Streitbarer Staatsmann
Stille Abschiede sind offenbar seine Sache nicht. Vielmehr ging Mahathir Ibn Mohammed, der seit 1981 die Geschicke Malaysias bestimmt, bei Ankündigung seines Rücktritts mit dem Westen hart ins Gericht. Auf dem Parteitag seiner United Malays National Organization (UMNO) warf er in diesem Sommer den «Europäern einschließlich jenen, die auswanderten und neue Nationen in Amerika, Australien und Neuseeland schufen», vor, nicht mehr und nicht weniger als ein gieriger, kriegstreiberischer Mob zu sein.

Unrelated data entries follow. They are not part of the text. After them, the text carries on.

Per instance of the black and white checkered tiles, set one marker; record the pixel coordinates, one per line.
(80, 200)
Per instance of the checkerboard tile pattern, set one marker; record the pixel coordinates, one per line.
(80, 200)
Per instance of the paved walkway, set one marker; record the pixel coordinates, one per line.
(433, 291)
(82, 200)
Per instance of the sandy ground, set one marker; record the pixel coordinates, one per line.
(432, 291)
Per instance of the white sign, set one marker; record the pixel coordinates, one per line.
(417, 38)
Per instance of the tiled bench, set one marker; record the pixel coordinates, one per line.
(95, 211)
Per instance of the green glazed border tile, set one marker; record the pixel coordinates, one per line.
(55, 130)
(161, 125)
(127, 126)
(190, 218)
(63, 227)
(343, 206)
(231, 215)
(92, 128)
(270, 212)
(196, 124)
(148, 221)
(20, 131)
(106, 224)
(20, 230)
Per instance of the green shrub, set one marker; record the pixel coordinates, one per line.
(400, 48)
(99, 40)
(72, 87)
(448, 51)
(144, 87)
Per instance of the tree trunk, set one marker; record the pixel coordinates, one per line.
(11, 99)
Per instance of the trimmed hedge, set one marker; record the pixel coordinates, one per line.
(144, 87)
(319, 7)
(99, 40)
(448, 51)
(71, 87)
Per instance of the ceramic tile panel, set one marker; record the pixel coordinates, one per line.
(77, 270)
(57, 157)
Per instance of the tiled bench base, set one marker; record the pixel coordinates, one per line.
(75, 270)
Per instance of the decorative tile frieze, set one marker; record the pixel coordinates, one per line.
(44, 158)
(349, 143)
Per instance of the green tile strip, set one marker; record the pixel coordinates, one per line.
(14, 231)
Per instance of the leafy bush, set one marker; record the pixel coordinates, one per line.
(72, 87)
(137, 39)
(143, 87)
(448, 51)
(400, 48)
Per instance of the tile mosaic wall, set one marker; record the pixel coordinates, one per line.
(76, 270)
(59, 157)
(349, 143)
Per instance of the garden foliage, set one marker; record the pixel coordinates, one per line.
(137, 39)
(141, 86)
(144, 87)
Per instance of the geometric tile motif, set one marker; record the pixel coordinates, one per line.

Zeit seines langen politischen Lebens war «Dr. M» auch als nationalistischer Hitzkopf bekannt. 1925 im nordwestlichen Bundesstaat Kedah geboren, hatte Mahathir sich noch vor seinem Medizinstudium in Singapur der 1946 gegründeten UMNO-Partei angeschlossen. Schon als junger Arzt tat er sich politisch durch provokative Artikel gegen die malaysische Wahlmonarchie hervor. Als Mahathir dann, kaum dass er Mitglied des Parlaments geworden war, dem moderaten Regierungschef Tunku Abdul Rahman offen vorwarf, sich nicht hinreichend für die Interessen der Malaien gegenüber denen der chinesisch- und indischstämmigen Malaysier einzusetzen, schien seine politische Karriere zu Ende zu sein. Er wurde aus der Partei ausgeschlossen. Fünf Jahre später, 1974, durfte er wieder zurückkehren - eben wegen seines vehementen Eintretens für die nationalen Anliegen der Malaien. Diese bilden mit knapp 60 Prozent den Großteil der Bevölkerung, gefolgt von den Chinesen mit 32 Prozent sowie den Indern und Pakistanern mit neun Prozent.
Kometenhafter Aufstieg
Mahathir erhielt sogar den Posten des Erziehungsministers. Es folgte ein kometenhafter Aufstieg innerhalb von nur sechs Jahren: «Dr. M» wurde zunächst stellvertretender Parteivorsitzender und 1981 schließlich Regierungschef. Aufwärts ging es fortan auch mit der Wirtschaft. Der überaus tatkräftige und von Nationalstolz getragene Premierminister setzte alles daran, Malaysia von einem Kautschuk- und Zinnexporteur zu einem asiatischen «Tiger» zu machen, der elektronische Güter, Stahl und Autos produzierte - mit Erfolg.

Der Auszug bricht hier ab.